Stranraer Port Memories
In the January issue of Sea Breezes we included some photographic memories of various ferries at Stranraer - marking the end of the town’s status as a key ferry port between Scotland and Northern Ireland (as a result of Stena Line transferring its activities to a new port further up Loch Ryan).
As someone who was involved with ferry companies operating out of Stranraer for over 30 years, I could not but feel a tinge of sadness at the passing of its ferry port status. Often in the pages of Sea Breezes our articles and stories are dominated by ships and the people who sail them. Less often do we focus on the towns and cities brought to life by maritime trade and whose identity is founded on the sea.
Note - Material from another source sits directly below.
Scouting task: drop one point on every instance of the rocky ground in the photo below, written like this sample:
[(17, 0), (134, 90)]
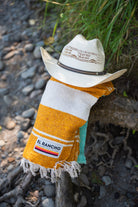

Stranraer was one such town. In common with a number of other small to medium towns around the UK coast – Holyhead, Fishguard, Folkestone, Harwich, to name but a few – it was located at the “end of the line” of the rail network. Passengers simply stepped off the train at the harbour station, directly onto the ferries, truly “integrated transport” long before modern governments ever coined the phrase.
The names of these towns are imprinted in the minds of ferry travellers, almost as much if not more than the vessels they sailed on. Stranraer’s proud association with the ferry industry lasted 150 years so I am sure many echoes and memories will remain around its shores, the most poignant of which is the memorial to the Princess Victoria tragedy in January 1953.
I hope those of our readers who have a connection with Stranraer and its ferries enjoyed the photographic montage in last month’s edition.